Apesar dela não ser mais a presidente da Agência Nacional de Saúde Suplementar (ANS), ela carrega uma bagagem de mais de dez anos dentro da instituição, que completou quinze anos este ano. Estou falando da atual diretora de desenvolvimento setorial da Agência, Martha Oliveira, que cedeu a presidência interina ao José Carlos Abrahão no dia 16 de junho deste ano. Antes dessa transição de cargo, a jornalista Marica Carolina Buriti conversou com Martha sobre o papel da ANS e sua interferência nos rumos da Saúde brasileira, para a revista Saúde Business de julho.

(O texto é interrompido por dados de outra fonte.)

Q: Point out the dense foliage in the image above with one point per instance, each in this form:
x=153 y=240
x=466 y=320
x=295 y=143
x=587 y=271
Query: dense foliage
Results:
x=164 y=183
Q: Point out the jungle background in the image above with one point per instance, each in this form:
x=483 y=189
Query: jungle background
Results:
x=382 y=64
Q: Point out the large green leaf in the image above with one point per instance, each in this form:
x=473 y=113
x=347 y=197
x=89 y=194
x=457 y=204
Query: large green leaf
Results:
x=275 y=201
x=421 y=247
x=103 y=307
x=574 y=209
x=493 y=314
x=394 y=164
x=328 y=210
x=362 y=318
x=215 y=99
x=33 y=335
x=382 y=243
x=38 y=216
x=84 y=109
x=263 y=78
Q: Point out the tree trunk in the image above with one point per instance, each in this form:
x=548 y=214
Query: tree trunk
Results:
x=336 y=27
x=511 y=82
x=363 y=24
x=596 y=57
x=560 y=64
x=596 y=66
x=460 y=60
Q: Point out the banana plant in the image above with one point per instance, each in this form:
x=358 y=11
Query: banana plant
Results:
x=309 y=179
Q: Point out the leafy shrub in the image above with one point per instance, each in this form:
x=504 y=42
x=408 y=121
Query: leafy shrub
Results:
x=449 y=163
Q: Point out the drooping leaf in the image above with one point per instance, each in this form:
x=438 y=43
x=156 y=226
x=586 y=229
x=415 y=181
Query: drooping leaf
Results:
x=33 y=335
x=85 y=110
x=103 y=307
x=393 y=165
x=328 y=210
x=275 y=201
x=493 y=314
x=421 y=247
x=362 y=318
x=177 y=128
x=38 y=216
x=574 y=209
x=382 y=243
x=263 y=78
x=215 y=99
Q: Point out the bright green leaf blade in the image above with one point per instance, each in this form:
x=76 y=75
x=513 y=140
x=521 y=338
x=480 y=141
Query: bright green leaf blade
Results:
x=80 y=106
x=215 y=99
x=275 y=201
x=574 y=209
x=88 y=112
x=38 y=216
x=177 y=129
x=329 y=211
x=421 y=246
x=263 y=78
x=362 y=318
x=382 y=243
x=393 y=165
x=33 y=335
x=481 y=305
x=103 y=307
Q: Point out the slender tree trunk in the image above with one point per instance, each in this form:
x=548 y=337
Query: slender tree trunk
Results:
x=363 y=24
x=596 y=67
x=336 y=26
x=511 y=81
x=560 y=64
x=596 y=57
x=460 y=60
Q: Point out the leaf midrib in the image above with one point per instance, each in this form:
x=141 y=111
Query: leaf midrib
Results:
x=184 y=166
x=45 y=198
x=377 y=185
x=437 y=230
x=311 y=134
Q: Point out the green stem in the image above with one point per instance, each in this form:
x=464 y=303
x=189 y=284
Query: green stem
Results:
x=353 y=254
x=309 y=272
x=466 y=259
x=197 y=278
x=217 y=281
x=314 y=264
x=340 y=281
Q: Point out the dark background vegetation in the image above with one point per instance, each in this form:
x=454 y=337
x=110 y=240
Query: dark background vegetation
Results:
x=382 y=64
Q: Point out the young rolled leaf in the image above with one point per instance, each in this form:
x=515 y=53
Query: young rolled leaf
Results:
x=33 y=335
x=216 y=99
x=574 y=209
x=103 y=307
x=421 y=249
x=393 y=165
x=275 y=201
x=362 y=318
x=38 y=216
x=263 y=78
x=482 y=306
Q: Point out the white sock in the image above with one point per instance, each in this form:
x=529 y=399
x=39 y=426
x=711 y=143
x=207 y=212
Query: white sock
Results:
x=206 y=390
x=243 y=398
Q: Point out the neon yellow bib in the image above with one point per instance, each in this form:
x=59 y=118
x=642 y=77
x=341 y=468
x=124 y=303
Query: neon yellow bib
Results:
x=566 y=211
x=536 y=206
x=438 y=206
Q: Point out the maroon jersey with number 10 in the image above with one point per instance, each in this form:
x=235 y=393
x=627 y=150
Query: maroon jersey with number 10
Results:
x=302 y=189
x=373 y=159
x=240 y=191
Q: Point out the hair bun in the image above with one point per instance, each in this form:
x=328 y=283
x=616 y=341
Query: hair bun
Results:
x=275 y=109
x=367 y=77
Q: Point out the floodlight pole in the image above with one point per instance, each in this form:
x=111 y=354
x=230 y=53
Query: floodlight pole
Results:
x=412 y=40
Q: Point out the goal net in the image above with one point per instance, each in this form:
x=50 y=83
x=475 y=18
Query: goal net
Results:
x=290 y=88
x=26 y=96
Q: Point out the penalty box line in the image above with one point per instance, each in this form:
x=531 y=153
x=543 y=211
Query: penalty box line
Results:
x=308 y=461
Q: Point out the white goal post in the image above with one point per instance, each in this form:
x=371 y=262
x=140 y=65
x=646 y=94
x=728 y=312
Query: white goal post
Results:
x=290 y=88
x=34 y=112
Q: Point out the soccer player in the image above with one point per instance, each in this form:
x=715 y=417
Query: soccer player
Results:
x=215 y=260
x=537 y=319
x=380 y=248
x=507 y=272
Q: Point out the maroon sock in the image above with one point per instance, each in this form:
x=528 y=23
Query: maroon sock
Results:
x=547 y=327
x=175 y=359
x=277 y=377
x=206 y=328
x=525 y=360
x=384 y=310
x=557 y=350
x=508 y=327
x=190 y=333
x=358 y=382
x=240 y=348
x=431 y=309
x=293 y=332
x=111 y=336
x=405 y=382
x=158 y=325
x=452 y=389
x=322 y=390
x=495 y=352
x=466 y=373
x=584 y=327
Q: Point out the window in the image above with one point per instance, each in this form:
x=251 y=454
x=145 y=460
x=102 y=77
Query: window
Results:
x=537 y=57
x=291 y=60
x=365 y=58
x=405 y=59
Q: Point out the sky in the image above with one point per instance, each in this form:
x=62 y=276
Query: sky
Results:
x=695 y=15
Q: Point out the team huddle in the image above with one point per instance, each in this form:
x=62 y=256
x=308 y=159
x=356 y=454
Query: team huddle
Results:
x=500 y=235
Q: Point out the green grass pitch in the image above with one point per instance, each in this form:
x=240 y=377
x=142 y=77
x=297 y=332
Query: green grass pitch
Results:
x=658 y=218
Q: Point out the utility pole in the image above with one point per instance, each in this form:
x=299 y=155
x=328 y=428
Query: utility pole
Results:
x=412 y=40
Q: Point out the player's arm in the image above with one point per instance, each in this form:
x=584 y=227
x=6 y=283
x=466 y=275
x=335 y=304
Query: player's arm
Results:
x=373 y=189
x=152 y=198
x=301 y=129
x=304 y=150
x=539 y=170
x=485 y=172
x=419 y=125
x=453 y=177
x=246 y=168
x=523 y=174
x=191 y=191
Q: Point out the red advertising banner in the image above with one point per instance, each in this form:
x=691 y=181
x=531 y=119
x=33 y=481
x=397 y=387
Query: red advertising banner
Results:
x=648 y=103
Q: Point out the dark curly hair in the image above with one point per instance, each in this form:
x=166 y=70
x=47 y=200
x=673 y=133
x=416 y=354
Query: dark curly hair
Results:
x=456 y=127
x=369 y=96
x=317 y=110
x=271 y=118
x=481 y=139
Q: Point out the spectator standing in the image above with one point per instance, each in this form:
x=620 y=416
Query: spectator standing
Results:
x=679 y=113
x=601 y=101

O tom da entrevista leva a crer que já passou a fase de amadurecer a regulamentação da Saúde no País, e que agora é hora de trabalhar para resolver questões urgentes como o financiamento da saúde, a falta de integração entre o público e o privado e ações planejadas para atender uma população cada vez mais envelhecida.
Acompanhe as respostas de Martha, que também é doutoranda na área de envelhecimento humano na Universidade Federal do Rio de Janeiro (UFRJ), assunto que considera uma das principais propostas da agência.
Saúde Business: com 15 anos da criação da agência, o número de operadoras médico-hospitalares diminuiu de 1380 para 873, mas ainda é um número expressivo, pois oferece atendimento a mais 50 milhões de pessoas. Na sua avaliação, o segmento continuará o movi¬mento de consolidação? Como o órgão atua para garantir a concorrência das empresas?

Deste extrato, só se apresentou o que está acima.